High-Speed Systolic Architectures for Finite Field Inversion and Division

Zhiyuan Yan
Department of Electrical and Computer Engineering
Lehigh University
19 Memorial Drive West
Bethlehem, PA 18015 USA
yan@lehigh.edu

Dilip V. Sarwate
Department of Electrical and Computer Engineering
and the Coordinated Science Laboratory
University of Illinois at Urbana-Champaign
1308 West Main Street
Urbana, IL 61801 USA
sarwate@uiuc.edu

ABSTRACT

Based on a new reformulation of the extended Euclidean algorithm, systolic architectures suitable for VLSI implementations are proposed for finite field inversion and division in this paper. The architectures proposed in this paper can achieve $O(m^2)$ area-time complexity, $O(m)$ latency, and critical path delays of two logic gates. These architectures show improved performances when compared with previously proposed architectures.

Categories and Subject Descriptors

B.2.4 [ARITHMETIC AND LOGIC STRUCTURES]: High-Speed Arithmetic

General Terms

Algorithms, Design

Keywords

Finite field arithmetic, Galois field, Reed-Solomon codes, cryptography

1. INTRODUCTION

Finite fields have found applications in areas such as cryptography, digital signal processing, and error-control codes. Hence, efficient architectures for finite field arithmetics are important to the performances of the VLSI implementation of these applications. Inversion and division are the most complicated finite field arithmetics, and various algorithms and architectures (see, for example, [1, 2][4]-[7] and the references therein) have been proposed based on different approaches such as recursive construction approaches, the extended Euclidean algorithm (EEA), the extended Stein algorithm (ESA), Fermat's theorem, or solving linear equation systems. In this paper, we focus on inversion/division architectures based on the EEA. Recently, Yan and Sarwate [6] proposed systolic inversion/division architectures based on a modified Euclidean algorithm, which can achieve critical path delays of two logic gates as small as two logic gates. Their architectures have some other advantages when compared with previously proposed architectures. Interested readers are referred to [6] for details. The architectures in [6] are referred to as the YS architectures henceforth.

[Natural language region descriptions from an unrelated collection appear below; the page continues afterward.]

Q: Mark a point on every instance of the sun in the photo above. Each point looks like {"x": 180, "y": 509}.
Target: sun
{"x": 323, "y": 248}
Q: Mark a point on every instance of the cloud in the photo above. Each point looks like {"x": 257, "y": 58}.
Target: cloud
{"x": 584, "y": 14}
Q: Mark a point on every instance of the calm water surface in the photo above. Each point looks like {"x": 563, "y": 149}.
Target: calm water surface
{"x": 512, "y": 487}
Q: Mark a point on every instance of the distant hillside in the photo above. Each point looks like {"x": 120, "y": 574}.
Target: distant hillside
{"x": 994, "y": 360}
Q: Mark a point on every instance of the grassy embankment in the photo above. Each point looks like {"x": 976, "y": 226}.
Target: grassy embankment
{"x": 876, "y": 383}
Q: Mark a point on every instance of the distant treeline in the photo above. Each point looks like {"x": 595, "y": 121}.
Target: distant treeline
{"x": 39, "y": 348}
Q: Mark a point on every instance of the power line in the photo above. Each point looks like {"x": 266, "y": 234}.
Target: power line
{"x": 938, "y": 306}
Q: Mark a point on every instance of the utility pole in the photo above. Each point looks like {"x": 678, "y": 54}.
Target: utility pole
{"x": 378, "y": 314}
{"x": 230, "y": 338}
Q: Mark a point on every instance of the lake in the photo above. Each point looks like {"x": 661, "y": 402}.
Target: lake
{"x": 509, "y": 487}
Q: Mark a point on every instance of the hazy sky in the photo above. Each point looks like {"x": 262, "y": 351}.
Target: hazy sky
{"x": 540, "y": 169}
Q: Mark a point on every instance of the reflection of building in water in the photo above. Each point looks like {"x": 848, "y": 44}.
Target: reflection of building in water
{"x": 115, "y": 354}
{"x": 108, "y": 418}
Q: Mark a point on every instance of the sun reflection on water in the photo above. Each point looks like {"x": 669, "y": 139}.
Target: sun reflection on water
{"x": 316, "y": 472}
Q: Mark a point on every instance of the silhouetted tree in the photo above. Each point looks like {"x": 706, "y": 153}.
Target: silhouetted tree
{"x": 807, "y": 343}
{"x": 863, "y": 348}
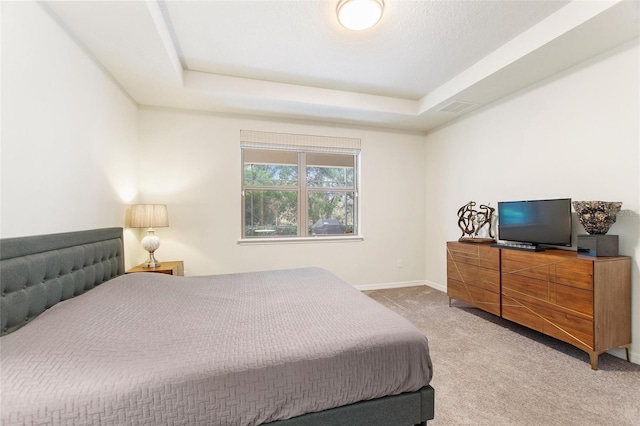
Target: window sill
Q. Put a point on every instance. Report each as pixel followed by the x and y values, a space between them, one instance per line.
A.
pixel 300 240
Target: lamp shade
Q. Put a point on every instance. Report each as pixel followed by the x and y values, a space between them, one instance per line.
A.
pixel 149 216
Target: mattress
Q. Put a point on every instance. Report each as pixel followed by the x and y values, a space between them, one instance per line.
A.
pixel 239 349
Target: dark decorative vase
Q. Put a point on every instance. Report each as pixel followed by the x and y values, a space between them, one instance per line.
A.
pixel 597 216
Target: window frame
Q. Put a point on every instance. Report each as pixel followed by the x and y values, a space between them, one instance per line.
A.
pixel 303 192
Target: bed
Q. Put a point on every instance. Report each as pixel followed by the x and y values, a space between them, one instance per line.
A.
pixel 84 343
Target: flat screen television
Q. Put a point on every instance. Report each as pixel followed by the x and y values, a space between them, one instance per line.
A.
pixel 535 223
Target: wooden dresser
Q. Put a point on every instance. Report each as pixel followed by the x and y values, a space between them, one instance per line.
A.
pixel 581 300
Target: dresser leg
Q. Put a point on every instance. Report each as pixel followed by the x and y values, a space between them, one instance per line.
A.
pixel 626 348
pixel 593 356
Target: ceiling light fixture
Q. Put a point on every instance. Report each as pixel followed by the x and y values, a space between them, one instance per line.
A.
pixel 359 14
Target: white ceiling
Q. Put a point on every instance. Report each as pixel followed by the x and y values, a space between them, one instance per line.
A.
pixel 292 59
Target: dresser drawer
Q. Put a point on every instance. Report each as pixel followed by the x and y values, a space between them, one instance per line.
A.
pixel 569 327
pixel 476 254
pixel 558 295
pixel 477 276
pixel 486 300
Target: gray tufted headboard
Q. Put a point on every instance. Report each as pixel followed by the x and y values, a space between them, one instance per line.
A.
pixel 37 272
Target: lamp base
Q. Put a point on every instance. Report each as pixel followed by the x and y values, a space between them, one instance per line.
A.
pixel 150 243
pixel 151 262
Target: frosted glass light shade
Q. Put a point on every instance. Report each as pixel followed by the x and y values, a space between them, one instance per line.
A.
pixel 359 14
pixel 149 216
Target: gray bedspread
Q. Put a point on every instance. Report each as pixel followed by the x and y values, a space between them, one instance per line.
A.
pixel 241 349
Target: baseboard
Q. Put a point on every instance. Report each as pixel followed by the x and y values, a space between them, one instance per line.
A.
pixel 437 286
pixel 382 286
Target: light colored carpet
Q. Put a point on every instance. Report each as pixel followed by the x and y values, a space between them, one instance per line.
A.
pixel 489 371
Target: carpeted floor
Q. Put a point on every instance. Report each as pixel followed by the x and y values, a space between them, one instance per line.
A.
pixel 489 371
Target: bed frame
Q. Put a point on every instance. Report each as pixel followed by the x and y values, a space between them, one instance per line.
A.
pixel 36 272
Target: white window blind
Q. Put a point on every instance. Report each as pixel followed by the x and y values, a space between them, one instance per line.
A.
pixel 293 142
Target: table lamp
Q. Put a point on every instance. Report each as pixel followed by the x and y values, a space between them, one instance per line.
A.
pixel 149 216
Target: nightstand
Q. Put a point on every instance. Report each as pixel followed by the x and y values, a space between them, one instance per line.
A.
pixel 166 267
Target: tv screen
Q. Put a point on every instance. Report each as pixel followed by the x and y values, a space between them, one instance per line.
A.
pixel 538 222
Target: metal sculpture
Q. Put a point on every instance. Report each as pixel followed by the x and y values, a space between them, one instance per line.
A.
pixel 471 221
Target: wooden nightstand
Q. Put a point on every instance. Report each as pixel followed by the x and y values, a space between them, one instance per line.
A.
pixel 166 267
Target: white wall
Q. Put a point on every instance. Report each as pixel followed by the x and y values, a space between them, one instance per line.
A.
pixel 192 162
pixel 69 157
pixel 576 135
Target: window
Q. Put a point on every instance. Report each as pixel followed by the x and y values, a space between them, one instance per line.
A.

In this paper, based on a different reformulation of the EEA, we propose new systolic architectures for inversions and divisions in $GF(2^m)$. Compared to the YS architectures, the new architectures proposed in this paper have similar structures and achieve the same area-time (AT) complexity, throughput, critical path delay, and latency. Furthermore, the algorithmic reformulation explained below results in smaller hardware costs: the new architectures have less inter-cell connections and fewer latches than the YS architectures. Detailed performance comparisons are provided in the paper.

For all our architectures, we propose to compute a division $B/A$ by first inverting $A$ and then multiplying by $B$. This allows our division architectures to still achieve the same CPDs as the component inversion architectures while maintaining $O(m^2)$ AT complexity and $O(m)$ latency.

2. REFORMULATION OF THE EXTENDED EUCLIDEAN ALGORITHM

Let $g(x)$ be an irreducible polynomial of degree $m$ over $GF(2)$. The field $GF(2^m)$ can be viewed as the set of binary polynomials of degree less than $m$ with addition and multiplication modulo $g(x)$. The inverse of $a(x)$ modulo $g(x)$ is the unique polynomial $\hat{a}(x)$ that satisfies

$$a(x) \cdot \hat{a}(x) \equiv 1 \pmod{g(x)}.$$

The terminology of this paper mostly follows Parhi [3].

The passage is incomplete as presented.